Trucking Technology Likely to Be Affected by Wireless Capacity Crunch, Official Warns

By Seth Clevenger, Staff Reporter

This story appears in the Aug. 27 print edition of Transport Topics. Click here to subscribe today.

MINNEAPOLIS — Trucking companies that rely on wireless technology to improve their operations soon could feel the effects of a looming “capacity crunch” facing the nation’s wireless carriers, an industry leader told truckers.

“We are fast approaching a serious capacity crunch, and when that happens, the great innovation and service you’ve come to expect could be challenged,” Steve Largent, president of CTIA, a trade group representing the wireless communications industry, said Aug. 13 here.

“We simply need more spectrum, more highways to handle the traffic that we know is coming,” he said.



The former Republican U.S. congressman from Oklahoma urged attendees to contact their elected officials and ask them to open up more spectrum for the wireless industry.

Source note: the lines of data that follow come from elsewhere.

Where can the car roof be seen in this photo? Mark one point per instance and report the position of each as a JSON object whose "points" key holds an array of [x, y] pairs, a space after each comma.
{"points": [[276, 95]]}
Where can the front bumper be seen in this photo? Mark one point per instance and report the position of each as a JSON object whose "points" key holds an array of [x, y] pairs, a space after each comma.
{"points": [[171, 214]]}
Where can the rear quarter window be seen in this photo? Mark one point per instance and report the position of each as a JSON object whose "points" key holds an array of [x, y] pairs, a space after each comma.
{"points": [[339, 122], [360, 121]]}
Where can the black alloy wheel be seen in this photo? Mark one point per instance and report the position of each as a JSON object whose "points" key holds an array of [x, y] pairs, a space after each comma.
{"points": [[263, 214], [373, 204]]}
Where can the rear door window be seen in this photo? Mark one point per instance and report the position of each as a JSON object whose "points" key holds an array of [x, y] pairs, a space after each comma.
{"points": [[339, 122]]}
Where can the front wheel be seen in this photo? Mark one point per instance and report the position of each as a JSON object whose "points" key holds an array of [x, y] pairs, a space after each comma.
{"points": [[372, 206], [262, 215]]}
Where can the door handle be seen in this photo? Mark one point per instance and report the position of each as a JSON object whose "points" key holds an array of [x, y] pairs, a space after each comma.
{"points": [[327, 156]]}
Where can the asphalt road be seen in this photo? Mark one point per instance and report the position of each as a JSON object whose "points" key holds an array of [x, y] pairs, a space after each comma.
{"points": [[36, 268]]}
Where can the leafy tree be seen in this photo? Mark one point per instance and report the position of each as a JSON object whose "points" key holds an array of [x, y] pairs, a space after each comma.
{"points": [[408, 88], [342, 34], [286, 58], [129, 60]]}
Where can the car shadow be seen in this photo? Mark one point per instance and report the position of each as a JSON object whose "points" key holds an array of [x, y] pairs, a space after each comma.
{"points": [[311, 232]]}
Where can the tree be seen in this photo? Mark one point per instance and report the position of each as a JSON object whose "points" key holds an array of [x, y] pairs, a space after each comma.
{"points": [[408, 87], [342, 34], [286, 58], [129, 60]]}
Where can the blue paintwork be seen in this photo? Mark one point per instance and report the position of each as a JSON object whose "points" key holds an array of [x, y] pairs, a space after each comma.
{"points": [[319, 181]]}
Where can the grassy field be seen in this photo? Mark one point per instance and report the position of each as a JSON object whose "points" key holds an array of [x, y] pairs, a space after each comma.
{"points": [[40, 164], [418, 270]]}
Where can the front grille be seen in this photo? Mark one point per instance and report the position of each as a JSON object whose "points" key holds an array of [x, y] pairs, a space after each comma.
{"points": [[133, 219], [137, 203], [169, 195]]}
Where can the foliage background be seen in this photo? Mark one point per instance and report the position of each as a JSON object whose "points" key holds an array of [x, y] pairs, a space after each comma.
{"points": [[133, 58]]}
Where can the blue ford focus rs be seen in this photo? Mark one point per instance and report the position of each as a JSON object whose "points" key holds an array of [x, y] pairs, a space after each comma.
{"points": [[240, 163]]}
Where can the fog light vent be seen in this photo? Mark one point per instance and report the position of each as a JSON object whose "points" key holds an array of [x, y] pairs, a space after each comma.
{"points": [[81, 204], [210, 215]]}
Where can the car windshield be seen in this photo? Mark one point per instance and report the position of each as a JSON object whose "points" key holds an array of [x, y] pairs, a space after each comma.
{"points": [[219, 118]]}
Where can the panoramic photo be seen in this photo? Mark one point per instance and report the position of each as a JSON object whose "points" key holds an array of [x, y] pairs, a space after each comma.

“All of the flashing caution signs are out, and we know we’re in for one whale of a backup if we don’t take action today,” Largent said.

Wireless carriers need to meet the “exponentially increasing” demand for more advanced wireless services, but they have limited spectrum with which to do so, he said.

“As much as you’re using wireless today, on the job and at home, there’s no doubt you’re going to be using a lot more of it in the future,” Largent said. “Right now, the U.S. is not prepared for that.”

XRS Corp. CEO Jay Coughlan said the capacity crunch is not only a government issue but also a matter of carriers’ repurposing their existing spectrum.

“Congress can’t open up enough spectrum to solve that problem,” he said. “That’s the Band-Aid part of the solution. [The wireless carriers] have got to go to the networks already available to them and open it up, and the only way they can do that is to shut down some of the old stuff.”

XRS Corp. changed its name from Xata Corp. at its user event and announced its next-generation platform, also named XRS, which is designed to run on handheld mobile devices rather than hard-wired, onboard computers (8-20, p. 2).

Older 2G networks are using up a lot of the carriers’ bandwidth, and now, with 3G and 4G devices available, “there’s only so much room in the traffic lanes,” Coughlan said.

As a result, he said, carriers will have to shut down their older networks.

In an Aug. 3 filing with the U.S. Securities and Exchange Commission, AT&T Inc. said it plans to redeploy spectrum currently used for basic 2G services to support its 3G and 4G networks. The carrier said it expects to “fully discontinue” service on its 2G networks by about Jan. 1, 2017.

In May, Sprint said it would end service on its 2G iDEN network as soon as June 30, 2013, and is moving the customers using that service to a 3G network.